Let's consider pandas frames:
df = pd.DataFrame([1, 2, 3, 2, 5, 4, 3, 7, 2])
df_top = pd.DataFrame([1, 2, 4, 5, 2, 3, 4, 5, 1])
label_frame = pd.DataFrame([0, 0, 0, 0, 0, 0, 0, 0, 0])
I want to do the following thing:
If any of numbers df.iloc[0:3]
is greater than df_top.iloc[0]
, then we assign to first element of label_frame
minimal index for which this is satisfied.

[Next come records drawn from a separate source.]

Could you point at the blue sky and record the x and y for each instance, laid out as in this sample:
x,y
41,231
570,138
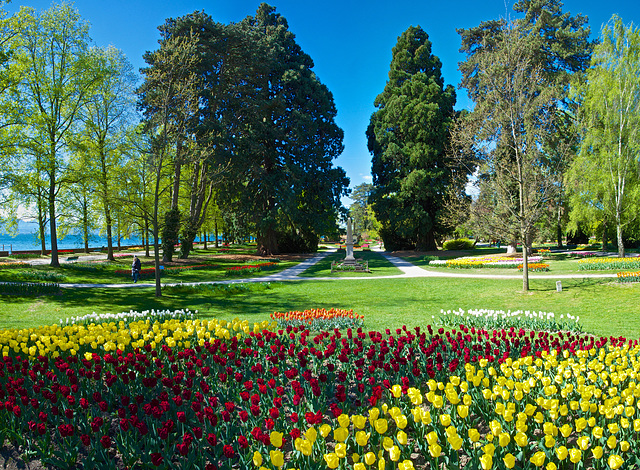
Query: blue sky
x,y
349,41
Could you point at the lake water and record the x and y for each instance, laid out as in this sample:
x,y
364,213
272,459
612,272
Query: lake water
x,y
26,240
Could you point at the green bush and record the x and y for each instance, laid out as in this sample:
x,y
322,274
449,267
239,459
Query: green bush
x,y
459,244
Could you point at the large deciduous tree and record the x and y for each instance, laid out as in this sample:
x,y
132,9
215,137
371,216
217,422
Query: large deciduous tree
x,y
289,185
518,74
58,74
408,136
169,93
605,174
106,117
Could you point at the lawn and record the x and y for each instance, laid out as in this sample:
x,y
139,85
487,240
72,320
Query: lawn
x,y
202,266
604,307
378,266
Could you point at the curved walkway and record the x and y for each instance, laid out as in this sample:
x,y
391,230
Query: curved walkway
x,y
408,269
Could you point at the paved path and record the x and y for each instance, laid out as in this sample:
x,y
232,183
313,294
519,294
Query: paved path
x,y
408,269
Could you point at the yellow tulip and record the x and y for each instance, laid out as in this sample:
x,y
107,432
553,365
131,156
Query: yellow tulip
x,y
538,459
359,421
332,460
495,427
549,441
489,449
597,452
562,452
311,434
381,425
615,461
369,458
486,461
362,438
387,443
455,442
306,447
521,439
583,442
575,455
340,434
435,450
401,421
406,465
276,438
509,460
344,421
277,458
325,429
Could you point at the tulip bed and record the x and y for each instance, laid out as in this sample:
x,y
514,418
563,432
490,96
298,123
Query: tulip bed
x,y
599,264
188,393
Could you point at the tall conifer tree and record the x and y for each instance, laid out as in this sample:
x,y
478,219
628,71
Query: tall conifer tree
x,y
407,136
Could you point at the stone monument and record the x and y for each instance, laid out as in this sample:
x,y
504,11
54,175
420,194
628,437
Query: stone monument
x,y
349,259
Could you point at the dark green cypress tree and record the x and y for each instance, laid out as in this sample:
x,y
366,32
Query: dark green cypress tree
x,y
408,135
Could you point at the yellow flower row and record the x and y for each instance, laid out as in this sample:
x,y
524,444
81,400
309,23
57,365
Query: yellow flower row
x,y
107,337
558,410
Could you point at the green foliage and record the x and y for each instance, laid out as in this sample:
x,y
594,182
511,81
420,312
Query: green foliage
x,y
407,136
604,180
458,244
29,289
218,290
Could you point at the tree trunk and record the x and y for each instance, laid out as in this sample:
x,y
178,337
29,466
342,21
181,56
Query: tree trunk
x,y
267,242
427,242
215,230
52,222
620,243
559,227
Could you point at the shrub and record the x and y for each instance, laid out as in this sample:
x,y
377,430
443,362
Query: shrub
x,y
459,244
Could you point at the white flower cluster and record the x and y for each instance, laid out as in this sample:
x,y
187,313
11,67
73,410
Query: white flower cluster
x,y
130,316
528,319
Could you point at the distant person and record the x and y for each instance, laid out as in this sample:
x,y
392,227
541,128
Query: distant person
x,y
135,268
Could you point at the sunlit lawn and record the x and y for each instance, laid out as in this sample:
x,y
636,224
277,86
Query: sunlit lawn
x,y
605,308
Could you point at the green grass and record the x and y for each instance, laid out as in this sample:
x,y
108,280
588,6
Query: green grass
x,y
605,308
104,272
378,265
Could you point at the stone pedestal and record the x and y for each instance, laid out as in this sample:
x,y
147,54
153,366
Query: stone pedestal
x,y
349,259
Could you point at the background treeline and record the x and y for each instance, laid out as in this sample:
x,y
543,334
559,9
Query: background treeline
x,y
229,131
551,146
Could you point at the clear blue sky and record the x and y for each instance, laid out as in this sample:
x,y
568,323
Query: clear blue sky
x,y
349,41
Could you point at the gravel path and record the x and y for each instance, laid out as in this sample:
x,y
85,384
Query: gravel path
x,y
408,269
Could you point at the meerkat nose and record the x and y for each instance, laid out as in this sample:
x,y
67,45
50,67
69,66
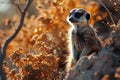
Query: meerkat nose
x,y
71,19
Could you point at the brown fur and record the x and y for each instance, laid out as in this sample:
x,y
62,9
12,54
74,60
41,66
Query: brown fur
x,y
83,41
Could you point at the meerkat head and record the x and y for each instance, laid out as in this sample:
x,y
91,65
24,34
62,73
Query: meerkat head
x,y
78,16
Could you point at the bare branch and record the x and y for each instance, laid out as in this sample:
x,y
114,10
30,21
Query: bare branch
x,y
9,39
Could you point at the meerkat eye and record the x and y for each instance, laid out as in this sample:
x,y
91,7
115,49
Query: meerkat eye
x,y
78,14
87,16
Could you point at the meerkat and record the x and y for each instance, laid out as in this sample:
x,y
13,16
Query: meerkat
x,y
83,40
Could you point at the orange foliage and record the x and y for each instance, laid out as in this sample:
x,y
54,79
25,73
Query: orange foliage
x,y
42,42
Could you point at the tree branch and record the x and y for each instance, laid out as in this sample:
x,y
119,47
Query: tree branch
x,y
9,39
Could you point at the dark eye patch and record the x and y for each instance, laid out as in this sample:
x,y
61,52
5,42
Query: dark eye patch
x,y
78,14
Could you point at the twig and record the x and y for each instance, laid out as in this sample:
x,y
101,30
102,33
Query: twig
x,y
9,39
108,12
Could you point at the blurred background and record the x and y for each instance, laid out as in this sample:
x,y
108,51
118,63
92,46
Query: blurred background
x,y
44,35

For the first iteration it should look like this:
My program checks: df.iloc[0] > df_top.iloc[0] False
, df.iloc[1] > df_top.iloc[0] True
df.iloc[2] > df_top.iloc[0] True
, so it should replace first element of label_frame
with 1 since its the minimal index for which this inequality is satisfied.
I want to iterate this programme for whole data frame df
using .rolling
function combined with .apply
. (so the second example should be df[1:4] > df_top[1]
, and we replace second element of label_frame).
Do you know how it can be done? I tried to play with a custom function, with lambda
, but I have no idea how can I have rolling window of df
and return minimal value of index for which the inequality is satisfied.
for i in range(len(label_frame) - 3):
if (df.iloc[i:i+3] > df_top.iloc[i]).any()[0]:
label_frame.iloc[i] = np.where(df.iloc[i:i+3] > df_top.iloc[i])[0].min()
label_frame.iloc[-2:, 0] = np.nan
label_frame
0
0 1.0
1 1.0
2 2.0
3 0.0
4 0.0
5 0.0
6 0.0
7 NaN
8 NaN